Non vorrei apparire troppo cinico, ma la realtà è che su questo “carretto del vino” è salita troppa gente, e il carretto si sta sfondando sotto il peso di troppe aziende, troppi clienti, troppi agenti, troppi giornalisti, blogger, commerciali, uffici stampa, degustatori, esperti, serate, eventi… troppo di tutto. In mezzo a tutta questa folla urlante emergere è un vero problema.
Fino ad alcuni anni fa le aziende avevano una certa varietà di scelte a livello strategico per farsi notare e conquistare la loro fetta di mercato:
– chi investiva fortemente sulla qualità: ci siamo sempre detti che la qualità paga. Oggi il mondo è pieno di vini buoni…
– chi creava un’immagine strepitosa con un packaging studiato nel minimo dettaglio, esaltando in modo indiretto il valore del prodotto. Oggi però troviamo migliaia di vini vestiti alla grande, con etichette di grande personalità;
– chi tesseva relazioni di eccellenza con i media, avendo quindi un’attenzione sulla qualità dei propri prodotti, che gli permetteva di emergere sulle guide rispetto ai propri competitor. Ovviamente oggi il punteggio su qualsiasi guida non cambia più le sorti di un vino, come accadeva un tempo;
– chi riusciva a coniugare un po’ tutti gli elementi utilizzando una strategia di marketing complessiva che prevedeva: qualità del prodotto, immagine, placement, comunicazione… Ma ora questo modello di marketing classico è molto, molto stanco ed inefficace.
A volte, quando qualche azienda mi chiede una consulenza, mi trovo molto in imbarazzo, in quanto intuisco un significativo valore intrinseco del progetto produttivo il quale inevitabilmente rischierà di impantanarsi nel mercato, con pochissime possibilità reali di poter emergere.
Ciò che cerco di capire è se esistono gli elementi di straordinarietà, che quasi sempre mancano. Quasi sempre bevo vini buoni, ben vestiti, con i prezzi giusti, quindi quasi sempre bevo vini che faranno una gran fatica ad essere venduti, perché sono come tutti gli altri. La straordinarietà può essere legata ad un vino, ad una storia, ad un territorio, ad un episodio, ma datemi qualcosa di straordinario da raccontare!

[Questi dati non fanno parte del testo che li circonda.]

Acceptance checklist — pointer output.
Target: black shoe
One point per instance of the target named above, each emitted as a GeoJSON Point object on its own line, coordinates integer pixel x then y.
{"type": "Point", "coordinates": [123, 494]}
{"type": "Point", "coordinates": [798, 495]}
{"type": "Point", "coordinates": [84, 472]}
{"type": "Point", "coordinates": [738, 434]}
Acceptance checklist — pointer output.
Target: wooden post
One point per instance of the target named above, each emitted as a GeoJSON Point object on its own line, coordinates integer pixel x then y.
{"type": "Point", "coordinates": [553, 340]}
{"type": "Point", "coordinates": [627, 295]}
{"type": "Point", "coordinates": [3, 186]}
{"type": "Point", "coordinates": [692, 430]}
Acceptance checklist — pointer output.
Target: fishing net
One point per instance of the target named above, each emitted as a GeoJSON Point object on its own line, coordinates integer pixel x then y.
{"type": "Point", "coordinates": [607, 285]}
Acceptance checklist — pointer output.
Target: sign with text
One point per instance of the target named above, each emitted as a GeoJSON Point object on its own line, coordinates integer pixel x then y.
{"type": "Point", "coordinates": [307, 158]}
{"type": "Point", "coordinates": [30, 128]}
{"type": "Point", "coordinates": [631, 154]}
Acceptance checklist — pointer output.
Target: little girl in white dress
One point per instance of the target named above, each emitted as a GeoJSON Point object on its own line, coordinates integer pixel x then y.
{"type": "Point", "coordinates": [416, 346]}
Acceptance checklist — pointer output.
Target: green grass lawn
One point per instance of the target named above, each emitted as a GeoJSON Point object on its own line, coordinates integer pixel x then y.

Pensateci: le aziende e i produttori più credibili e famosi presenti sul mercato attuale si sono affermati tutti negli anni Ottanta e Novanta; pochissimi sono i casi di vini divenuti leader di mercato negli anni Duemila, e questi pochi hanno avuto forti elementi distintivi, qualcosa di straordinario. La pecora nera in un gregge di pecore bianche, avrà qualche possibilità di farsi notare, quella grigia no.

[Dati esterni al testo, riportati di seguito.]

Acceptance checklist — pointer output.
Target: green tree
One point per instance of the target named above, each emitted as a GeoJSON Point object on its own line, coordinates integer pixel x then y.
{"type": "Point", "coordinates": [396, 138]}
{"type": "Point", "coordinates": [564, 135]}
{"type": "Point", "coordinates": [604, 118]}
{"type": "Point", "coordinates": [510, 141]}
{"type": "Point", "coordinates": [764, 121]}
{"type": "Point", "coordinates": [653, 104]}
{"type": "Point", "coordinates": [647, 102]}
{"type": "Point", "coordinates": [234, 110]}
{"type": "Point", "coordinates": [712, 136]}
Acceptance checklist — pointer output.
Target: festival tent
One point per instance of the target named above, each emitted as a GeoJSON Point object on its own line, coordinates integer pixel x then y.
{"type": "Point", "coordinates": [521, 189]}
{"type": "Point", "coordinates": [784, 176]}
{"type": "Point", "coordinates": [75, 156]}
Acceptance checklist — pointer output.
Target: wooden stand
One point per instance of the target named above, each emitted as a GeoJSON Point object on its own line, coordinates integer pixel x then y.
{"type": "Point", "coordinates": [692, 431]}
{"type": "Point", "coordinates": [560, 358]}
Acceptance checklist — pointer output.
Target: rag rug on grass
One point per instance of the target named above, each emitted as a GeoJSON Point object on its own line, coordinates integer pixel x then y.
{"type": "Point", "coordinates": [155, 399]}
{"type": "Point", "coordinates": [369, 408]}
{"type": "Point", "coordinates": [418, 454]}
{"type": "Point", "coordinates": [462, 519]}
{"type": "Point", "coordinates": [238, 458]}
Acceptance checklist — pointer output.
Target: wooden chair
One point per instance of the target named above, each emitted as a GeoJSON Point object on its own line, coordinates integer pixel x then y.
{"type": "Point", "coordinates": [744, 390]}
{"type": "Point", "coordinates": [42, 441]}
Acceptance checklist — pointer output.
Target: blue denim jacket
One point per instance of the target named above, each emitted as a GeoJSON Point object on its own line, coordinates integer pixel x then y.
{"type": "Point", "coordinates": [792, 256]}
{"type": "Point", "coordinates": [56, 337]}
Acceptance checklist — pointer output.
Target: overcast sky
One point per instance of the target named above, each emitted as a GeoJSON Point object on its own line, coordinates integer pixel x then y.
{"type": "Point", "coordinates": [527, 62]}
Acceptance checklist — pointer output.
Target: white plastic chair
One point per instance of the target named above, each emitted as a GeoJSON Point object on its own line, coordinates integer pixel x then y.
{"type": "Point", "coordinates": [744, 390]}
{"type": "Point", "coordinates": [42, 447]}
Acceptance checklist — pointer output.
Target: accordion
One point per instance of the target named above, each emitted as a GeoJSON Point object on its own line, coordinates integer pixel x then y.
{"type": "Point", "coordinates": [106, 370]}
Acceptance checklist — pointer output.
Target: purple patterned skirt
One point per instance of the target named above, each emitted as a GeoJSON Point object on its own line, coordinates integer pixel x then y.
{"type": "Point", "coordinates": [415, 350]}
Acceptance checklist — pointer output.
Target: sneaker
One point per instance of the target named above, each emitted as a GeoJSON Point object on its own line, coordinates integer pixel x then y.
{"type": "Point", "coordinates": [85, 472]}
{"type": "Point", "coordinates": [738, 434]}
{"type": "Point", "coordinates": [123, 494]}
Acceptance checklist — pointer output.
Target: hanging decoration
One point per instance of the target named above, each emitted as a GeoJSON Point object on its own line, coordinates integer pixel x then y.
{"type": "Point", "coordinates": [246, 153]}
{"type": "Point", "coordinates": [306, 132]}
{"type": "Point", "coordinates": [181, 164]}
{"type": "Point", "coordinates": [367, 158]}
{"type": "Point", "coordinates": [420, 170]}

È bene pertanto – anzi è necessario – che ognuno di noi, per quello che è il nostro ruolo (produttivo, commerciale, distributivo…) pensi a come rendere un po’ più straordinaria la propria attività. In modo credibile intendiamoci! Recentemente in Lussemburgo ho visto vini blu fosforescenti con pagliuzze svolazzanti all’interno che si illuminavano. Bello, per l’amor di Dio, ma come lampada per il comodino! Quando penso al vino, mi riferisco alla più nobile delle sue accezioni. Un prodotto così alto e prezioso da dover essere tutelato e protetto da tutti noi, evitando le mistificazioni.

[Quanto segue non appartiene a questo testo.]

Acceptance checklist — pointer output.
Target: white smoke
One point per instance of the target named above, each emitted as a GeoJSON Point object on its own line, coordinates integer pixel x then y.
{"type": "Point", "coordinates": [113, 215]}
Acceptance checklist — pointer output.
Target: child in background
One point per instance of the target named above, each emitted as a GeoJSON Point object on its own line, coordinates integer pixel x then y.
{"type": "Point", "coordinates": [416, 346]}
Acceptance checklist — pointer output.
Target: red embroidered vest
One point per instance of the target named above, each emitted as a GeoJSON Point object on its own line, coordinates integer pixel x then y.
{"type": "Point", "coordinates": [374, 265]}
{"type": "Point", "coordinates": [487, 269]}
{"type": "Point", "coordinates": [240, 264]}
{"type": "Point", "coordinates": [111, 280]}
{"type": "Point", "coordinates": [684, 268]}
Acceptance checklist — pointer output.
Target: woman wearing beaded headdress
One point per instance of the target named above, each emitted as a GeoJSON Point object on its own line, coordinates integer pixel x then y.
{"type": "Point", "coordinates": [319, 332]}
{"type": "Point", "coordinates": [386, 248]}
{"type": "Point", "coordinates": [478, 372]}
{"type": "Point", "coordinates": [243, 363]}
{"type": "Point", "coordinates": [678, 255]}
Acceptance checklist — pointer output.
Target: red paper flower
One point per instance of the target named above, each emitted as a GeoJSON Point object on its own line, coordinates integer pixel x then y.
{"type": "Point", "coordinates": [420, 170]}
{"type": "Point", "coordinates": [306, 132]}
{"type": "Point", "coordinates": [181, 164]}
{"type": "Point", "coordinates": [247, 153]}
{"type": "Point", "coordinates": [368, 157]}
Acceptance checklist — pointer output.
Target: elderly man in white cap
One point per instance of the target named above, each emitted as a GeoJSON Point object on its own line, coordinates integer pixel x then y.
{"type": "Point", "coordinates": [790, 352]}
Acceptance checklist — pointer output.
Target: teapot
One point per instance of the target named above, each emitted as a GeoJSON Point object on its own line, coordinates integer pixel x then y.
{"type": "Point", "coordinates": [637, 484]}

Ritengo che ci si debba sforzare di pensare a nuovi modelli, per ciò che concerne la produzione, la distribuzione e la comunicazione. Qualcuno c’è già arrivato, qualcuno ci arriverà. Si sta costruendo il Marketing 2.0, che ancora è solo una visione incerta e confusa, ma si incomincia ad intravedere. Insomma è una fase del mercato difficile, ma interessante.
Sono proprio curioso di sapere come andrà a finire!